Genitori… comprate

Di Mamma Oca
21 Febbraio 2002
Quando su un giornale viene presentato il risultato di un concorso rivolto a bambini,

Quando su un giornale viene presentato il risultato di un concorso rivolto a bambini, e nello stesso servizio viene data voce allo psicologo di turno che regolarmente bacchetta i genitori che non devono fare così, ma devono fare cosà, la domanda che sorge spontanea è: «Cosa mi vogliono vendere questa volta?» È il caso dell’ultimo concorso dal titolo La mia stanza io la voglio così (CorSera, 16 febbraio).

I bambini (ci istruiscono) vogliono camere fantasiose, magiche, popolate di boschi, mari, troni, conchiglie, tappeti magici. I genitori, cari psicologi e giornalisti, lo sanno benissimo, e se si ostinano a comperare “a rate la baby camera” forse è solo perché quel bel letto a forma di conchiglia, quella sedia-trono, per comperarle ci vorrebbe un mutuo, altro che rate. La madre fantasiosa, poi, compra un letto alto, aggiunge veli, file di perline, disegni sulla parte azzurra, ed ecco il castello per la sua principessa. Un qualsiasi tappetino comperato al mercato diventa un tappeto magico su cui inventare una storia fatta di formule da trovare per farlo volare, storia che può andare avanti per anni, da un fratello all’altro. Tale fantasia non sembrano avere gli architetti che pare facciano questi concorsi più che altro per trovare idee. E se li indicessero dicendo il vero scopo, che è vendere, sarebbe onesto. Invece no, ecco in giuria gli psicologi, e così con le sedie ci vendono idee e consigli: «Cari genitori, lasciate che i bambini esprimano la loro creatività nelle camerette». Così la madre premurosa alla bella bambina bionda fanatica dei delfini compera famiglie di peluche delfineschi, un piumone con il mare e i delfini, orecchini, cuscini e calendario con delfini. Lei vorrebbe anche il letto a forma di delfino e l’armadio dipinto di blu e pieno di pesci.

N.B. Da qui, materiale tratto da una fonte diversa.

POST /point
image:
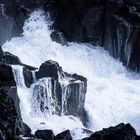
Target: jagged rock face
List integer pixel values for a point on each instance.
(119, 132)
(113, 24)
(64, 136)
(49, 69)
(13, 13)
(10, 119)
(59, 93)
(45, 134)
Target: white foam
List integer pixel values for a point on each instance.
(112, 96)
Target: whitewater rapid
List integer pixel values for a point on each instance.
(113, 93)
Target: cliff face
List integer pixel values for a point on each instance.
(113, 24)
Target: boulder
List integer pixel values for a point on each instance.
(64, 136)
(6, 75)
(119, 132)
(28, 76)
(113, 25)
(44, 134)
(9, 58)
(57, 92)
(58, 37)
(27, 130)
(10, 118)
(50, 69)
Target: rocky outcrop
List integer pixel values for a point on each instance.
(58, 92)
(113, 24)
(119, 132)
(44, 134)
(66, 135)
(10, 119)
(13, 14)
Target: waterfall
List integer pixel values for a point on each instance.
(113, 93)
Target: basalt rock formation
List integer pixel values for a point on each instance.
(112, 24)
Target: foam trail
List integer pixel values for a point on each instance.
(112, 96)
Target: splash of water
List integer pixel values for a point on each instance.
(112, 96)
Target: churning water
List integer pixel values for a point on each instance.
(113, 94)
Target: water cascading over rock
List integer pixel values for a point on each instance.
(59, 93)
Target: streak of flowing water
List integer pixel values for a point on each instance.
(113, 94)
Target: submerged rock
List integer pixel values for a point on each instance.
(64, 136)
(10, 118)
(119, 132)
(58, 37)
(9, 58)
(44, 134)
(59, 92)
(50, 69)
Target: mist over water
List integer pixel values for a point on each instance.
(113, 94)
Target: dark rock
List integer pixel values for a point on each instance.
(115, 25)
(58, 37)
(45, 134)
(64, 92)
(1, 54)
(1, 136)
(64, 136)
(10, 118)
(119, 132)
(137, 138)
(6, 75)
(49, 69)
(28, 76)
(27, 130)
(9, 58)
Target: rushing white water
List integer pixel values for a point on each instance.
(113, 94)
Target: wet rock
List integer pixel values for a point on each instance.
(58, 37)
(59, 92)
(9, 58)
(28, 76)
(119, 132)
(111, 24)
(137, 138)
(27, 130)
(10, 118)
(64, 136)
(1, 136)
(44, 134)
(6, 75)
(49, 69)
(1, 54)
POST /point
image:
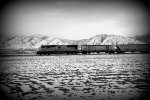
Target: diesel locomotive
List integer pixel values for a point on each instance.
(88, 49)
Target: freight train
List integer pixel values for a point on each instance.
(88, 49)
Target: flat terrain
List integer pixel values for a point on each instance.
(75, 77)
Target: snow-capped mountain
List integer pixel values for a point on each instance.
(35, 41)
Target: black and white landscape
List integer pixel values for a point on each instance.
(25, 25)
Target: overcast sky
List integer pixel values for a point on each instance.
(72, 19)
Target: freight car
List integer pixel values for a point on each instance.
(141, 48)
(57, 49)
(85, 49)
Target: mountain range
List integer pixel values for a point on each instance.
(35, 41)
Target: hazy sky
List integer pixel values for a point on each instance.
(72, 19)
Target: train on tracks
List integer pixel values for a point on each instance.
(89, 49)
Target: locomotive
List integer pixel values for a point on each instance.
(88, 49)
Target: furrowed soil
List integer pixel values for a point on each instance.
(75, 77)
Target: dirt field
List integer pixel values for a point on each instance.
(75, 77)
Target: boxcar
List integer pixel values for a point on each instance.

Le lasciamo esprimere la sua creatività? La fanciulla ha undici anni, e se per caso leggesse un libro tipo Robin Hood e s’innamorasse del baldo eroe tanto da ributtare in mare i delfini? Sostituire un paio di orecchini con altri a forma di freccia o un calendario forestale non è una grave salasso, ma come la mettiamo con il letto sopra l’albero e l’armadio a forma di caverna?